When converting CP1255 to UTF-8, the last letter in the output buffer is missing, if inbytesleft is passed without couting the terminating null. Assuming I have a five letter cp1255 string, the first four letters will be converted correctly, but the last letter will be missing (though inbytesleft is zero after iconv). The problem does not happen if inbytesleft is 6, counting the terminating null of inbuf. I've attached a code that reproduces the case. Doing the same conversion on cp1253, giving 5 as the length, produces the correct string, so I assume there's a problem with cp1255 specificly. Simply change CP1255 to CP1253 and watch the last letter appear... Reproduction code: #include <stdio.h> #include <iconv.h> void tohex(char *str) { char *ch; for (ch = str ; *ch ; ch++) { printf("%02x ", *ch & 0xff); } printf("\n"); } int main() { // A five-letter hebrew word (cp1255) - null terminated char buf[] = { 0xf4, 0xe5, 0xf8, 0xe5, 0xed, 0x00 }; char outbuf[255]; char *cp1255 = buf; char *utf8 = outbuf; size_t bytes_read = 5, bytes_written = 255; iconv_t the_iconv = iconv_open("UTF8", "CP1255"); iconv(the_iconv, &cp1255, &bytes_read, &utf8, &bytes_written); printf("buf: "); tohex(buf); printf("bytes_read: %d\n", bytes_read); printf("bytes_written: %d\n", bytes_written); printf("outbuf: "); tohex(outbuf); return 0; }
Curiously, ISO-8859-8 also doesn't have this bug. The weird custom code in CP1255 (unlike the boilerplate code in the rest of the CPs) is probably to blame.

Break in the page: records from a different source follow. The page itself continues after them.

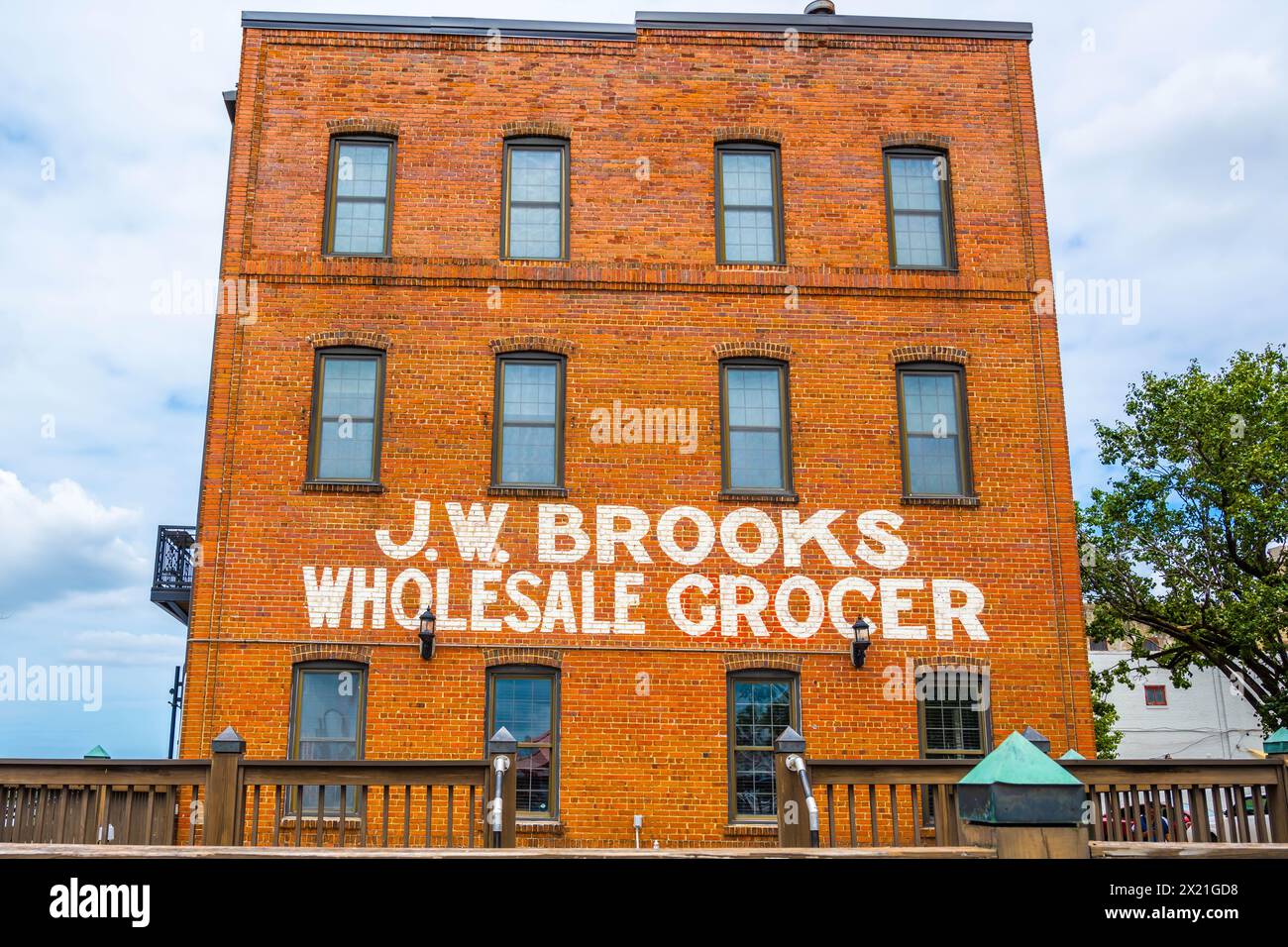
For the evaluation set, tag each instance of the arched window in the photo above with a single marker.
(329, 705)
(748, 202)
(348, 406)
(360, 196)
(761, 705)
(524, 698)
(934, 429)
(535, 198)
(755, 427)
(918, 206)
(527, 431)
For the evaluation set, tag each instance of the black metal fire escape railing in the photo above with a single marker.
(171, 573)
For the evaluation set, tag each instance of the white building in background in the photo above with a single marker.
(1210, 719)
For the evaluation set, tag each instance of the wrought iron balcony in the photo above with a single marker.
(171, 575)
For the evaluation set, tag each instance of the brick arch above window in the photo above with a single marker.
(364, 127)
(360, 338)
(914, 140)
(748, 133)
(764, 660)
(949, 661)
(536, 129)
(752, 350)
(532, 343)
(930, 354)
(330, 651)
(545, 657)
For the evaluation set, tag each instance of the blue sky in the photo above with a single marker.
(112, 162)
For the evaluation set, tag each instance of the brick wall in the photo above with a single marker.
(643, 315)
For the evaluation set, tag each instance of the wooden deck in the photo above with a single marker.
(97, 852)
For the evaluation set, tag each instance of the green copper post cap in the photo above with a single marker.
(1019, 785)
(1276, 741)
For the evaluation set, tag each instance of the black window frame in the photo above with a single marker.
(316, 419)
(947, 228)
(785, 406)
(331, 178)
(755, 147)
(292, 806)
(528, 357)
(986, 728)
(732, 681)
(519, 671)
(964, 447)
(537, 144)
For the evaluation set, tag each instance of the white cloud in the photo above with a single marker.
(125, 648)
(60, 543)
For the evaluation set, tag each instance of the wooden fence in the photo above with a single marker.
(913, 802)
(232, 800)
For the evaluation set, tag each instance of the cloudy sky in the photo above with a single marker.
(112, 158)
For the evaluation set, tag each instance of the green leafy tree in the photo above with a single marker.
(1104, 715)
(1186, 540)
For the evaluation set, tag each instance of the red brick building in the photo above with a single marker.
(648, 359)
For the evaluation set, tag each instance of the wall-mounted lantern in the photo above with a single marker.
(859, 646)
(426, 634)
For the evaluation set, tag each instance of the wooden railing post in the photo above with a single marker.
(223, 789)
(1276, 795)
(793, 812)
(502, 764)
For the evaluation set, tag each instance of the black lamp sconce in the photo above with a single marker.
(426, 634)
(859, 646)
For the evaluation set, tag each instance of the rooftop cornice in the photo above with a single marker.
(703, 22)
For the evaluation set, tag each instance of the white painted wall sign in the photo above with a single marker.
(605, 595)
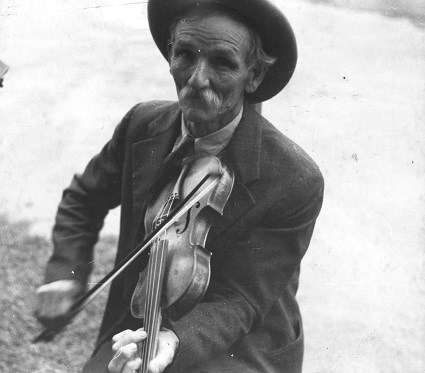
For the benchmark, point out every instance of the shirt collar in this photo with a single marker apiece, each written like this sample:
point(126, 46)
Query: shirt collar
point(213, 143)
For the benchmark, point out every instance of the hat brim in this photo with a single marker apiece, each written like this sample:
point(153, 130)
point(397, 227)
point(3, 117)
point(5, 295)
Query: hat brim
point(272, 26)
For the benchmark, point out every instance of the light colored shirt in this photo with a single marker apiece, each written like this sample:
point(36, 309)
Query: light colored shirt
point(213, 143)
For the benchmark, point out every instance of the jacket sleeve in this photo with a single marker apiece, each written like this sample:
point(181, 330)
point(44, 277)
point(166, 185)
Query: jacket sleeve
point(82, 210)
point(258, 264)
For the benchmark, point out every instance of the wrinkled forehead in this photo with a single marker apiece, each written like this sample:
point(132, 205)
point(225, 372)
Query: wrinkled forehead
point(197, 14)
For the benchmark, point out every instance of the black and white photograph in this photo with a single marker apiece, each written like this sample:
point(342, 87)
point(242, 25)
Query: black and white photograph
point(221, 186)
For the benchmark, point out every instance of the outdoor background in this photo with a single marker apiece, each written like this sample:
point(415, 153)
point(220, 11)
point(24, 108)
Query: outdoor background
point(356, 104)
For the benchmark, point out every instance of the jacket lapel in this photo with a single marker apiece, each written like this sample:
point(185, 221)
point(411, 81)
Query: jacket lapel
point(149, 154)
point(242, 155)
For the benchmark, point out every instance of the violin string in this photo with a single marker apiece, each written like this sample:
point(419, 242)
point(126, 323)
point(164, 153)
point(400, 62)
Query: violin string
point(154, 286)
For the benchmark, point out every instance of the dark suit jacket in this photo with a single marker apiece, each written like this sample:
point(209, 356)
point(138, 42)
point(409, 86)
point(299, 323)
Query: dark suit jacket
point(249, 320)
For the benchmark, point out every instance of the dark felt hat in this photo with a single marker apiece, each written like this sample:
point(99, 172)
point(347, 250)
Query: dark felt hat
point(274, 29)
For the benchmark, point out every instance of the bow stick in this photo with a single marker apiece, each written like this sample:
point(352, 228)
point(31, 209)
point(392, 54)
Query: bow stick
point(185, 205)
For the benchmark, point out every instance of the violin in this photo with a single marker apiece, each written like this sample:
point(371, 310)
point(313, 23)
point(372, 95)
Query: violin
point(178, 271)
point(183, 275)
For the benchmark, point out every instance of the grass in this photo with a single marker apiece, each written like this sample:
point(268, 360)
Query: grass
point(24, 257)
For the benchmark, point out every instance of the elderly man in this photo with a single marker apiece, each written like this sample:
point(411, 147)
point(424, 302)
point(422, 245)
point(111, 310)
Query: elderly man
point(224, 55)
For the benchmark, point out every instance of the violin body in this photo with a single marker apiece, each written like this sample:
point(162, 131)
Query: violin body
point(178, 271)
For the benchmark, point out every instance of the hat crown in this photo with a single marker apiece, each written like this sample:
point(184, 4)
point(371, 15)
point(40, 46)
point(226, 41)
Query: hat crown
point(273, 28)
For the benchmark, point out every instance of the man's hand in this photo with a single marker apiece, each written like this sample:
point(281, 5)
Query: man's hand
point(125, 348)
point(54, 301)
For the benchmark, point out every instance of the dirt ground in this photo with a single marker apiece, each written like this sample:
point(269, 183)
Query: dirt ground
point(356, 104)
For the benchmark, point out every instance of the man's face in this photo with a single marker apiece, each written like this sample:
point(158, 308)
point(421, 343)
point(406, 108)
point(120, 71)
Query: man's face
point(208, 64)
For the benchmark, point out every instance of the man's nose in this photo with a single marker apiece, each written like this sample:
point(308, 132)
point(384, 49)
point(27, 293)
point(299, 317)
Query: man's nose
point(199, 78)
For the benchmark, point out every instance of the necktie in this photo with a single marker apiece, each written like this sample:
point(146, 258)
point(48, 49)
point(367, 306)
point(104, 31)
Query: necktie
point(172, 165)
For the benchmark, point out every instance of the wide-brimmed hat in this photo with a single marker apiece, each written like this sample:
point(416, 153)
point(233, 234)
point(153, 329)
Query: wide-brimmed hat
point(272, 26)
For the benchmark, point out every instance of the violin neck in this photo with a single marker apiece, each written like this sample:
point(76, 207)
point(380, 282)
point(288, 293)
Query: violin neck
point(153, 318)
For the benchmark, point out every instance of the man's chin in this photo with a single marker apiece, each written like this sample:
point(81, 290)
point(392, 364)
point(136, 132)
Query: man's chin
point(196, 115)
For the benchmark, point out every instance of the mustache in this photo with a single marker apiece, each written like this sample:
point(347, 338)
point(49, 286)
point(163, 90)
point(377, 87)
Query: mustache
point(211, 99)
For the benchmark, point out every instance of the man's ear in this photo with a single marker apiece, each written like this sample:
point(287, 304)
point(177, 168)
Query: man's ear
point(255, 77)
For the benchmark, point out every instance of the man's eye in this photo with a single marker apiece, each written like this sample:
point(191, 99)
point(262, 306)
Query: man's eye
point(184, 53)
point(222, 62)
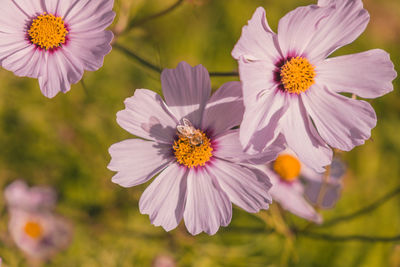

From a look into the code today, it turns out the problem origins from the fact that CP-1255 is a stateful encoding. Upon taking a Hebrew letter from input, it'll buffer it and take the next letter. If the next letter is a Nikud (Hebrew diacritic mark) one, it'll try to find a Unicode codepoint which can represent the Letter+Nikud sequence as a single Unicode codepoint and then use it. In short, it always buffers one letter back. Therefore, unless the string is null-terminated (thus having the null flush the last character), the last character will remain in the "state" storage and will never be flushed as a Unicode codepoint to the output. It doesn't perform a flush of the state at the end, probably since iconv is a stream recoder and therefore the next call might provide the continuation of the stream (e.g. the first part of the stream ends with a Letter and the next part begins with a Nikud, and they can be joined as a single Unicode codepoint). There's no way to tell iconv "This is the last chunk of the stream, so flush away". Solutions? Either: 1. Always flush the last character. (This is not a biggie. We will use the non-composed form of Unicode codepoint for letter + Unicode codepoint for Nikud in this case.) 2. Make iconv with NUL-input and non-NUL output perform this flush. What you say?
Is cp1255 the only encoding that's stateful? I would advise against hiding the flush decision inside iconv() - some users might need different flush behaviors, and forcing a single one might cause problems in the future. Instead, I would suggest a method for the user to decide whether he likes a flush and in which fashion (but leaving the default behaviour as it is today for backward-compatibility). This can be obtained using a function parameter with a default value to iconv(), or a manipulation function on iconv_t that does that (something like iconv_flush_policy, iconv_flush_strategy... whatever). I haven't gone into the iconv code, the coding conventions for the library or encoding related details, so my ideas might be way unacceptable by this group, but these are my 2c to give :)
> I would advise against hiding the flush decision inside iconv() - some users might need different flush behaviors, and forcing a single one might cause problems in the future. Fair enough. iconv(3) manpage doesn't provide an explicit flush method, but it does have something with similar semantics: A different case is when inbuf is NULL or *inbuf is NULL, but outbuf is not NULL and *outbuf is not NULL. In this case, the iconv function attempts to set cd’s conversion state to the initial state and store a corresponding shift sequence at *outbuf. At most *outbytesleft bytes, starting at *outbuf, will be written. Except for storing a "shift sequence" (probably something related to Far-Eastern encodings), this is just what we want to do: to reset the state. Thus, the solution would be to mandate all iconv users to call iconv(cd, NULL, NULL, &outbuf, &outlen) once more after they finished their conversion loop, just to flush out remaining data. I don't think we can add more functions to iconv at this point. iconv conforms to certain standards which we better not extend.
In the original code snippet, there's a call to iconv(the_iconv, NULL, NULL, &utf8, &bytes_written); missing at the end. Ilya Konstantinov wrote: > Thus, the solution would be to mandate all iconv users to call iconv(cd, NULL, > NULL, &outbuf, &outlen) once more after they finished their conversion loop, > just to flush out remaining data. Absolutely. That's how iconv() is meant to be used.